A city holds a public consultation on policing reform and the room fills with residents who share painful stories, who demand accountability, who express years of frustration - and months later, nothing has changed, the consultation having provided the appearance of participation without any of the substance. A police service announces community input sessions and schedules them at times working people cannot attend, in locations that are difficult to reach, with formats that favour those comfortable speaking in official settings - the process designed in ways that limit who participates. A survey is distributed asking residents about policing priorities and the results are announced - but the questions were framed to produce answers that support existing approaches, the consultation confirming what was already decided. An Indigenous community is consulted about policing changes and their input is received, acknowledged, and ignored, the legal requirement for consultation satisfied without any requirement that the consultation matter. A neighbourhood creates a genuine participatory process where residents have actual decision-making power over local policing priorities, and the relationship between police and community begins to change - real participation producing real results. The gap between consultation as performance and consultation as genuine participation shapes whether community voice actually influences policy.

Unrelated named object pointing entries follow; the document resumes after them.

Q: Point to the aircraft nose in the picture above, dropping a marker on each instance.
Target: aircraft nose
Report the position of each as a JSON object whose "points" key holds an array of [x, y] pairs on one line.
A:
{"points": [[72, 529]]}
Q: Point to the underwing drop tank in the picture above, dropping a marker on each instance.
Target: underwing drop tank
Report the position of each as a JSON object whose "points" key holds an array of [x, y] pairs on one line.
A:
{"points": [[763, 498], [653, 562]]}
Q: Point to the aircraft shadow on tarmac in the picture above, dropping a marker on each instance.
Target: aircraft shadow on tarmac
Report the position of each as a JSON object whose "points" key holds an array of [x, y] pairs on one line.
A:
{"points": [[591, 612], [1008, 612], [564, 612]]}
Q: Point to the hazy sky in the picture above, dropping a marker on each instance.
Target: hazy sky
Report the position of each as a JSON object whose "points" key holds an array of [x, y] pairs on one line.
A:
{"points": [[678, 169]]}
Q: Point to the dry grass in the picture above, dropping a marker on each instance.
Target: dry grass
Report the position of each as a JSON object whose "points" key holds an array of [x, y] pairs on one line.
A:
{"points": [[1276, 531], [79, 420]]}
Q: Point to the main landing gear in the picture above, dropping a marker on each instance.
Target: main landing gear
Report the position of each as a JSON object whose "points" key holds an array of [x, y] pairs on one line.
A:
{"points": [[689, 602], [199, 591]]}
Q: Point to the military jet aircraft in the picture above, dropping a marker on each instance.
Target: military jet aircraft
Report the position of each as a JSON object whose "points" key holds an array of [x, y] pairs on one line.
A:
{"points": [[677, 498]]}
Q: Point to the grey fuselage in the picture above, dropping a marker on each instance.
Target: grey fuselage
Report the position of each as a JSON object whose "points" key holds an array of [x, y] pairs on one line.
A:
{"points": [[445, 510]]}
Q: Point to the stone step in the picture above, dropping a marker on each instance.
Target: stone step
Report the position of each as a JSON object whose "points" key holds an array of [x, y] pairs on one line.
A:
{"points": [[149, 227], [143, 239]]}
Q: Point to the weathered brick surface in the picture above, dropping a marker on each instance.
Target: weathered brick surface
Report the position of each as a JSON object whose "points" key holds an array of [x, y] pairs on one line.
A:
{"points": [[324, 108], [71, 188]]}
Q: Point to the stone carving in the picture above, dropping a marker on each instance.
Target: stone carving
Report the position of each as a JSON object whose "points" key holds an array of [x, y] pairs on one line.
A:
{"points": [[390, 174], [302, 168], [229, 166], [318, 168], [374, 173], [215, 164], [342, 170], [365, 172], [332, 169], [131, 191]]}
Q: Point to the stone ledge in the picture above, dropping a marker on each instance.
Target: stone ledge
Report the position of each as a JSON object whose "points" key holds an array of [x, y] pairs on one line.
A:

The Case for Meaningful Consultation
Advocates for genuine public participation argue that communities should have real voice in policies that affect them, that most consultation processes are performative, and that democracy requires more than voting.
Affected communities should have voice. Policing affects everyone but affects some communities more than others. Those most affected should have most voice in policies that shape their lives. Consultation that does not centre affected communities fails its basic purpose.
Most consultation is theatre. Check-box exercises, leading questions, scheduled input that goes nowhere, and acknowledgment without change characterize most public consultation. Communities have experienced enough fake consultation to recognize it. Genuine processes look different.
Participation improves outcomes. Policies developed with genuine community input reflect what communities actually need. Implementation improves when communities are invested in outcomes. Better process produces better policy. Consultation is not just democratic principle but practical improvement.
From this perspective, meaningful consultation requires: accessible processes that reach affected communities; genuine questions without predetermined answers; transparent reporting of how input influenced decisions; and accountability when input is not followed.
The Case for Representative Decision-Making
Others argue that elected representatives make policy decisions, that consultation cannot substitute for representative democracy, and that some limitations on consultation are legitimate.
Elected officials are accountable. In democratic systems, elected representatives make decisions and answer to voters. Consultation provides input; officials decide. Transferring decision-making to consultation processes bypasses democratic accountability.
Consultation can be captured. Those who show up may not represent communities. Organized groups, those with time and resources, and those with axes to grind may dominate consultation while ordinary residents are absent. Input from self-selected participants may not reflect community views.
Some decisions require expertise. Technical decisions about policing - deployment, equipment, procedures - may require expertise that public consultation cannot provide. Community input on priorities is appropriate; community control of operations may not be.
From this perspective, consultation should: inform but not replace representative decision-making; be designed to gather representative input; recognize expertise that communities may lack; and be accountable to voters through elected officials.
The Accessibility Question
Who can participate in consultation processes?
From one view, consultation processes systematically exclude many who are most affected. Working people cannot attend daytime meetings. Those without childcare cannot participate. Those uncomfortable in official settings do not speak. Language barriers exclude. Process design determines whose voice is heard.
From another view, those who care will participate. Multiple formats, online options, and varied timing make participation possible. Those who do not participate may not feel strongly. Efforts to reach everyone eventually become excuses for those who simply will not engage.
How accessibility barriers are understood shapes process design.
The Power Question
Should consultation produce decisions or only input?
From one perspective, consultation without decision-making power is performance. If community input can be ignored, communities have no reason to participate. Meaningful participation requires that participation actually matter - power to influence or determine outcomes.
From another perspective, direct democracy has limitations. Decisions require integration of multiple inputs, constraints participants may not understand, and trade-offs that consultation cannot resolve. Input should inform decisions that officials make responsibly.
Whether consultation includes decision-making power shapes what participation means.
The Follow-Through Question
What happens after consultation?
From one view, consultation without follow-through is worse than no consultation. Raising community hopes, gathering input, and then ignoring it breeds cynicism. Transparent reporting of how input influenced decisions, and explanation when input was not followed, maintains integrity of the process.
From another view, not all input can be followed. Consultation may produce contradictory demands, impossible requests, or minority views presented as consensus. Deciding which input to follow and which to reject is part of decision-making. Not following some input is not failure.
How consultation results are handled shapes whether communities trust future processes.
The Question
When a community pours out its concerns and nothing changes, what was the consultation for? When processes are designed to limit who participates, whose voice is being sought? If consultation can be ignored, why should communities participate? When engagement fatigue sets in because participation never produces results, whose fault is disengagement? What would consultation processes designed to actually transfer power look like? And when we invite community voice but do not give it influence, what kind of democracy is that?